If you’ve read my Bioshock review, you already know that I like Bioshock. If you read my preview for Bioshock 2, then you know I’m pretty psyched for the sequel. Well, the sequel’s out now, so did it live up to my expectations? There is some good, some bad, and some blah, but let’s save that for another day. Oh heck, why not, let’s do it now. On to Rapture!
Something Old, Something New
As you may remember, the world of Bioshock takes place in the doomed underwater city of Rapture. You got to see a great deal of it in the first game, so you’d think the second game is just gonna ramp up the amount of new areas, right? Uh, there are some new places, but to be honest, the first game sort of has this one beat in terms of atmosphere. Why? Because the first one completely set up a new world. This one just continues on, so there isn’t as much mystery to everything. It’s still great, but the effect of the city has somewhat diminished in a repeat visit.
You get to play as the very first Big Daddy here with all that goes along with that, such as a drill, the ability to walk underwater (which is completely under-utilized), and the choice to either harvest Little Sisters for Adam like in the first game or adopt them as your own Little Sister for a while, a new concept. It’s a good idea, but babysitting the Little Sisters for a while can get somewhat repetitive and, well, dull. Plus, the thought of a drill weapon is great, but it isn’t nearly as fun as it sounded.

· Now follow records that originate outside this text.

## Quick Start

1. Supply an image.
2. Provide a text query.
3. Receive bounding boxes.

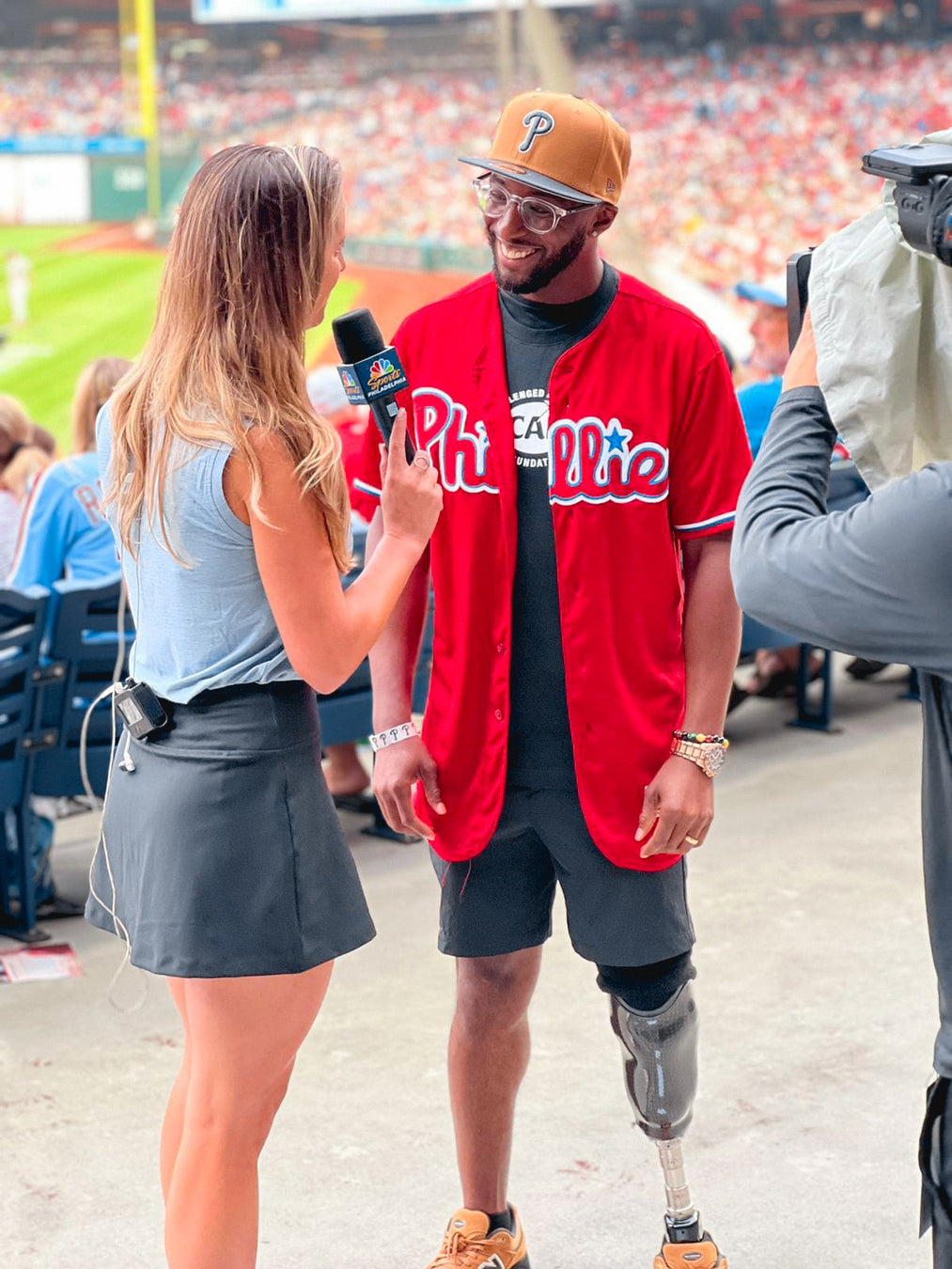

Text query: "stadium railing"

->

Regardless of these faults, there is a lot of good to the game. It starts out slow but the later half hits hard and sweet, a good combo. This is an FPS, but the focus isn’t so much on reactionary speed and reflexes so much as just experiencing the world. Even if it doesn’t seem as vivid as the first outing, Bioshock 2 is still fantastic in the story department.
There are a lot of new Plasmids to play with and thankfully a completely new hacking system that happily replaces the monotonous hacking minigame from the first. There are also boss battles with the Big Sister, though it isn’t set up as the seemingly random encounters the pre-game hype lead on. These are scripted story events, but that doesn’t matter: Big Sisters are a welcome addition to Rapture.

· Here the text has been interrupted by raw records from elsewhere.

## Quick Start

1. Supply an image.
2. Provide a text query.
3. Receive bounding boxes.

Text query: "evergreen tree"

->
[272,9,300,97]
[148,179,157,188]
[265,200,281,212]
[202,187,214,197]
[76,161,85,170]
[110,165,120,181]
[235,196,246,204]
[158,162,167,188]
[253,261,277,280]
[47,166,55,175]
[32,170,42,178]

The multiplayer, however, can just be done away with. No reason to play it after a single glance or two as it’s just like any other multiplayer shooter except with Bioshock as the backdrop. Forgettable, so just forget it and make this a purchase based on the single-player experience.
And it really is a purchase to make. I’m still big on the mythos behind Rapture, so any new storyline has high standing in my court. Go play this one after you play the first, at least as a rental title. Few other games are hitting this perfectly in the story department, so don’t miss out.